Great working cultures are built on:
- Behaviours shown and tolerated by the organisation’s leaders;
- Positive attitudes as a response of staff; and
- Clarity of expectation and re-enforcement of its practice.
It is the certainty of those organisational values and knowing there is common execution of them that delivers optimal rolling out of the strategy plan. When people sense an internal stability and confidence in the integrity of the organisation’s procedures, it is then there emerges a true sense of connectedness among everyone.
There’s so much more to culture than having those comfy chairs and happy hours in the office!
Rather, it’s more about the ways your people act in critical situations. For example, how do they manage pressure and respond to various challenges? How do they treat customers, stakeholders, and each other?
Implementing changes may seem like a big deal in a workplace environment as it can take significant amount of time and effort. But one way you can truly understand some of the changes and/or improvements that are needed is by seeking feedback from your staff.
Always remember, the story needs to be based on what is actually happening in your organisation. It is damaging to craft a culture based on fiction instead of facts. Your staff are in the front row seats to identify issues that require solutions. Those same front row seats remain occupied, whether their views are called for, accepted or worse, ignored.

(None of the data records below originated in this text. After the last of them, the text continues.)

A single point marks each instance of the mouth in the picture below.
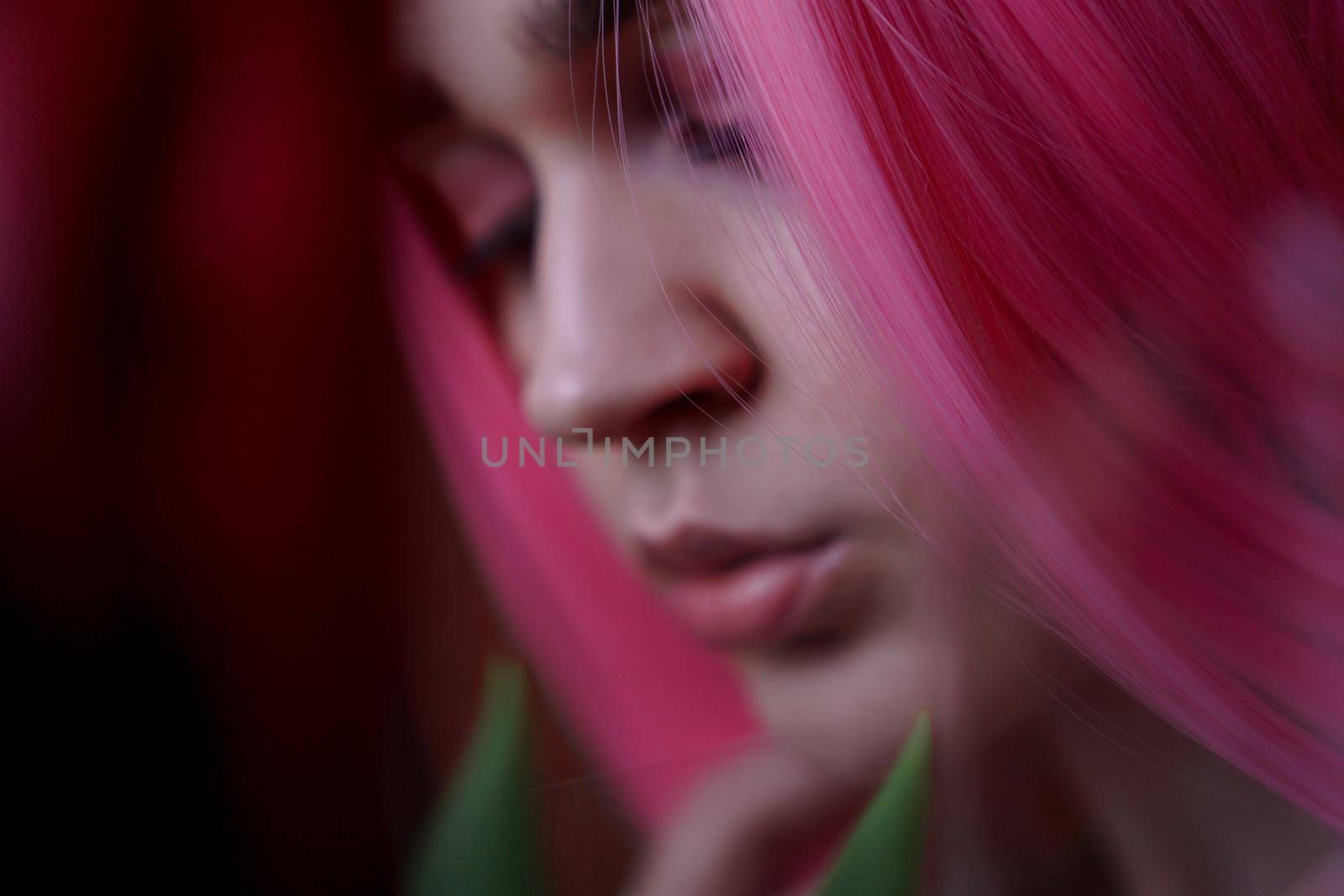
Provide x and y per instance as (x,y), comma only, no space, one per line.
(738,591)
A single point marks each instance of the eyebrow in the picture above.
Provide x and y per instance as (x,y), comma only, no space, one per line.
(558,29)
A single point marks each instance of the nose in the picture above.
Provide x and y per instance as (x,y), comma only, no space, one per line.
(633,325)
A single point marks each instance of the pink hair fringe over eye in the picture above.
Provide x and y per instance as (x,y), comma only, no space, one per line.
(1104,246)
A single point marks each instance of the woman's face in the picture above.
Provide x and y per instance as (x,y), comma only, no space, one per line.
(645,286)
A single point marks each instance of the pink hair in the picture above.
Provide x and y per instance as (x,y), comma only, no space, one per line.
(1102,246)
(1079,234)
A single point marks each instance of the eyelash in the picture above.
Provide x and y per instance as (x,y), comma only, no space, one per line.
(710,141)
(706,143)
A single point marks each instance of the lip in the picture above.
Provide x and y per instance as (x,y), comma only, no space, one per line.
(743,591)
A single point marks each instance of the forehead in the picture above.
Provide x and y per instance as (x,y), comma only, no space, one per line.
(504,60)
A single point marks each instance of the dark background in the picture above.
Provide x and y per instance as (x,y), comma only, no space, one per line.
(241,640)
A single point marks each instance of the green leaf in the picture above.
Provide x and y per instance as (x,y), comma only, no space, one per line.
(483,836)
(884,853)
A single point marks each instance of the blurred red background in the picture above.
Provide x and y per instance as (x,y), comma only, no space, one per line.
(242,642)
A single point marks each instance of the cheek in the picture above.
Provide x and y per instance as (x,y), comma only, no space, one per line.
(519,322)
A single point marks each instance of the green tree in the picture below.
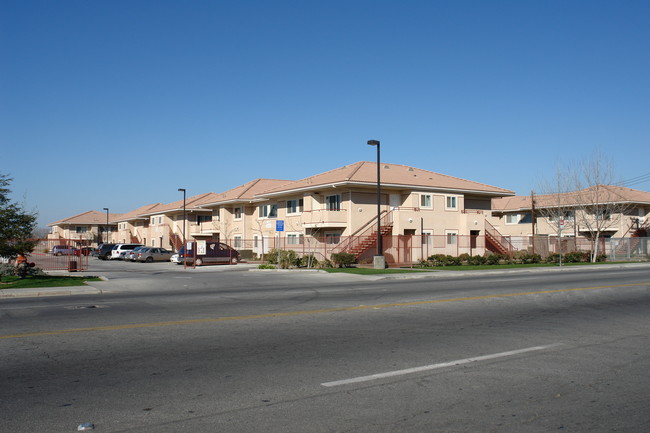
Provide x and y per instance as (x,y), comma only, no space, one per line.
(16,224)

Allowing staff to have a genuine voice may be a little scary the first time, but overwhelmingly, (surprise surprise), they often care just as passionately about what happens to their organisation and their thoughts and ideas are truly gold.
So it is often found that once organisations realise and experience this, then they don’t ever stop when it comes to evaluating or assessing. Targeted and continued improvements become part of the rhythm of the organisation’s life, because:
- It supports the leaders and staff in keeping its culture both relevant and alive; and
- It ensures that the culture acts as a positive enabler for your organisation to achieve and maintain peak performance.
Using culture as a landscape to build your strategy
In a perfect scenario, culture and strategy complement and nurture each other. Strategy and culture operate best when working together in harmony. Leaders need to ensure they are perfectly aligned.
The power of having culture and strategy in sync is that they enable each other to create incredible organisational outcomes.
As we reflect on our own current organisation, or maybe, a recent one we have had an association with, it starts to make sense, doesn’t it? When you’re aware of the true culture of your organisation, it is easier to create a strategic plan because you’re familiar with all the factors.
If your organisation is wrapped in a canvas, then that canvas needs character – call it its culture. And to that culture is added navigation signs and markers – call that its strategic plan.
As a leader, to be conscious of the desired culture means knowing what is expected, accepted and addressed with staff and contractors. It is not only valuable knowledge, but essential when creating a strategy for your organisation. This simply means your strategy has a far greater chance of being very efficient if you apply a realistic perspective to it.
This is why to have a winning culture and the right strategy in place is pretty much unbeatable.